POLITIQUE
12/04/2018 07:42 EDT | Actualisé 12/04/2018 07:46 EDT

Lima, Paris et Londres: Trudeau amorce un voyage de dix jours

Il tentera de faire oublier l'Inde...

NurPhoto via Getty Images

Justin Trudeau tentera de faire oublier ses voyages officiels pas très réussis en Inde et en Chine lorsqu'il amorcera, jeudi, un périple de dix jours qui le mènera notamment vers deux sommets internationaux, à Lima et à Londres.

Le premier ministre fera d'abord un arrêt au Pérou, pour le 8e Sommet des Amériques, qui réunit tous les quatre ans les leaders d'une trentaine de pays. Certains s'attendaient à ce qu'on annonce en grande pompe à Lima une entente de principe pour le renouvellement de l'Accord de libre-échange nord-américain (ALÉNA), mais l'allure actuelle des négociations ne semble pas de bon augure _ d'autant plus que le président américain, Donald Trump, a annulé sa participation, officiellement pour suivre l'évolution de la situation en Syrie.

M. Trudeau rencontrera aussi les leaders des pays de l'Alliance du Pacifique, une communauté économique regroupant le Chili, la Colombie, le Mexique et le Pérou _ des pays qui ont déjà des ententes commerciales et des liens politiques étroits avec le Canada. Le premier ministre canadien profitera aussi de l'occasion rare de rencontrer les leaders du plus important marché commun d'Amérique latine, le Mercosur, qui regroupe le puissant Brésil ainsi que l'Argentine, la Bolivie, le Paraguay et l'Uruguay.

Face à l'avenir incertain de l'ALÉNA et devant le désir du Canada de tisser des liens commerciaux ailleurs qu'aux États-Unis, Ottawa a entamé en mars une première ronde de négociations avec le Mercosur pour la conclusion d'un accord de libre-échange.
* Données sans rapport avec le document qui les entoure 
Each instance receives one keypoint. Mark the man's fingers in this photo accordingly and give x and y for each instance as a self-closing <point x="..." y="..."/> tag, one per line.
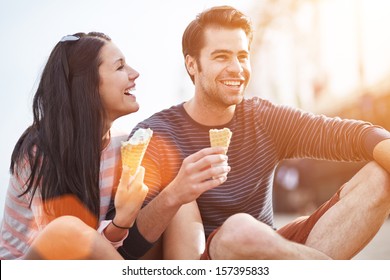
<point x="125" y="177"/>
<point x="205" y="152"/>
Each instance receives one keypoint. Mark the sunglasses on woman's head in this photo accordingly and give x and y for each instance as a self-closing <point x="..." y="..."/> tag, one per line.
<point x="65" y="64"/>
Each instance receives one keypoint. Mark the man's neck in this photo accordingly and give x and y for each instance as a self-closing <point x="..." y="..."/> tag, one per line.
<point x="209" y="115"/>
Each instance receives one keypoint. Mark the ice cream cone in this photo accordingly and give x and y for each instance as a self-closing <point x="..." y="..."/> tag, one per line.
<point x="134" y="149"/>
<point x="220" y="138"/>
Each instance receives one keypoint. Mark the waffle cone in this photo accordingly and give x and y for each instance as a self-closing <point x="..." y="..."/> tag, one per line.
<point x="220" y="138"/>
<point x="133" y="151"/>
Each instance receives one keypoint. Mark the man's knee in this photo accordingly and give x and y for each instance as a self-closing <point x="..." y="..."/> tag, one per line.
<point x="243" y="232"/>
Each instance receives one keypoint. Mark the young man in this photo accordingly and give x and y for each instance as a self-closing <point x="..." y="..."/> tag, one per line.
<point x="237" y="215"/>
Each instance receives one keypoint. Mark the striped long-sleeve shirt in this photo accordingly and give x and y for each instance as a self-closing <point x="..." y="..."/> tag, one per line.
<point x="22" y="223"/>
<point x="263" y="135"/>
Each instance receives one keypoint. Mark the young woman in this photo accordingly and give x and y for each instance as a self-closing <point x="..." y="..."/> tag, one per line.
<point x="65" y="168"/>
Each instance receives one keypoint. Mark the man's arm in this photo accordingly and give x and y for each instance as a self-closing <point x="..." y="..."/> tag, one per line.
<point x="191" y="181"/>
<point x="381" y="154"/>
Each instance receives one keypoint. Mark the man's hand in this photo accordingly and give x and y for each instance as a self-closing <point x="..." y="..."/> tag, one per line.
<point x="197" y="172"/>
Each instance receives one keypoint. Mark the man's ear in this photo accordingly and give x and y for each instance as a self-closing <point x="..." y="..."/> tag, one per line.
<point x="190" y="64"/>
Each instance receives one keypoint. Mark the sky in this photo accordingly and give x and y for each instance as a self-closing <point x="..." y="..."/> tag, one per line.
<point x="148" y="32"/>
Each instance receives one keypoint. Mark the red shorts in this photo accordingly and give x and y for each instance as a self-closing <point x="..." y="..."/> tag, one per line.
<point x="297" y="231"/>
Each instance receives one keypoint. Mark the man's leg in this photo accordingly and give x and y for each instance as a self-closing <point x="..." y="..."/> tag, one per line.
<point x="340" y="232"/>
<point x="244" y="237"/>
<point x="347" y="227"/>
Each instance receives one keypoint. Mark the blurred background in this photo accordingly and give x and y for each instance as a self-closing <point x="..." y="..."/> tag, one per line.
<point x="327" y="56"/>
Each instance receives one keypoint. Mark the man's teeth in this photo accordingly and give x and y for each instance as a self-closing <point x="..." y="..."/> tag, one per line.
<point x="232" y="83"/>
<point x="129" y="91"/>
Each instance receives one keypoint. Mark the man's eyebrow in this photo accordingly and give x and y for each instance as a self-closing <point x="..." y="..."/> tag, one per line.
<point x="221" y="51"/>
<point x="227" y="51"/>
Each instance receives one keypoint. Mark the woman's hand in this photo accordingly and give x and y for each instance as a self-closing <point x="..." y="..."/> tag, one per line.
<point x="129" y="197"/>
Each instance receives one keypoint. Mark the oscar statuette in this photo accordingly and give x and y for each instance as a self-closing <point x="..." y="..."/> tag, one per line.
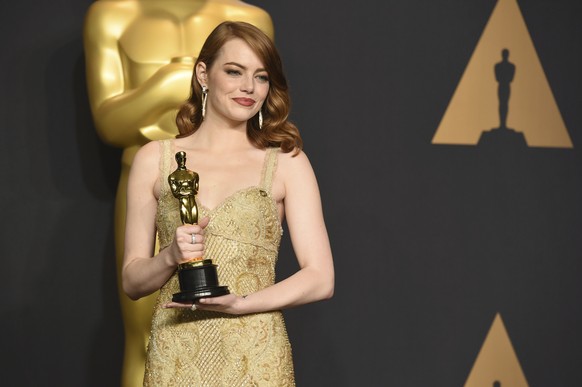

Selon le professeur Roland Paris, de l'Université d'Ottawa, M. Trudeau mettra surtout l'accent, dans ce voyage, sur la progression des discussions avec le Mercosur et l'Alliance du Pacifique. De fait, l'absence du président Trump pourrait permettre au premier ministre canadien de discuter librement avec ses homologues du Mercosur et d'autres partenaires commerciaux potentiels, estime Pablo Heidrich, expert de l'Amérique latine à l'Université Carleton d'Ottawa.

Des responsables au gouvernement indiquent aussi que le premier ministre voudra profiter de ce voyage officiel afin de mousser la candidature du Canada pour un siège au Conseil de sécurité des Nations unies en 2020.

En observation

M. Trudeau, par contre, ne peut se permettre de faux-pas comme ceux qu'il a faits en Chine et en Inde: les observateurs, les analystes et ses adversaires surveilleront ses moindres gestes et déclarations. Ils voudront notamment voir jusqu'où ira le premier ministre pour déplorer les commentaires controversés du président Trump sur les immigrants latino-américains.

Certains le regarderont aussi évoluer sur le mince fil des "valeurs démocratiques occidentales" en espérant qu'il ne tombe pas dans l'arrogance ou le prêchi-prêcha. "C'est en faisant la leçon aux Chinois et aux Indiens que M. Trudeau a perdu pied", estime le professeur Heidrich.

Après deux jours au sommet de Lima, M. Trudeau s'envolera vers Paris pour son premier voyage officiel en France _ il y avait toutefois participé en 2015, tout de suite après son élection, à la conférence des Nations unies sur le climat. Le premier ministre rencontrera le président français, Emmanuel Macron, et prononcera une allocution à l'Assemblée nationale.

Il sera aussi beaucoup question d'économie pendant cette étape française _ notamment sur fond de nouvel Accord économique et commercial global, conclu récemment entre le Canada et l'Union européenne. Mais on discutera assurément aussi de changements climatiques, de la Russie, de la Syrie, du Mali et de la montée des nationalismes.

M. Trudeau terminera ce périple de 10 jours à Londres, où il rencontrera la reine Élisabeth II et la première ministre Theresa May, avant de participer au sommet biennal des chefs de gouvernement du Commonwealth. Il sera encore une fois beaucoup question d'économie, surtout avec la rupture imminente du lien entre le Royaume-Uni et l'Union européenne, ce qui pourrait pousser ce pays à accentuer ses liens commerciaux avec ses anciennes colonies.

La question des droits des communautés LGBTQ, chère au premier ministre canadien, a toutefois été rayée de l'ordre du jour du sommet du Commonwealth, qui regroupe notamment des pays comme le Nigeria, le Kenya, le Rwanda, le Pakistan et le Bangladesh.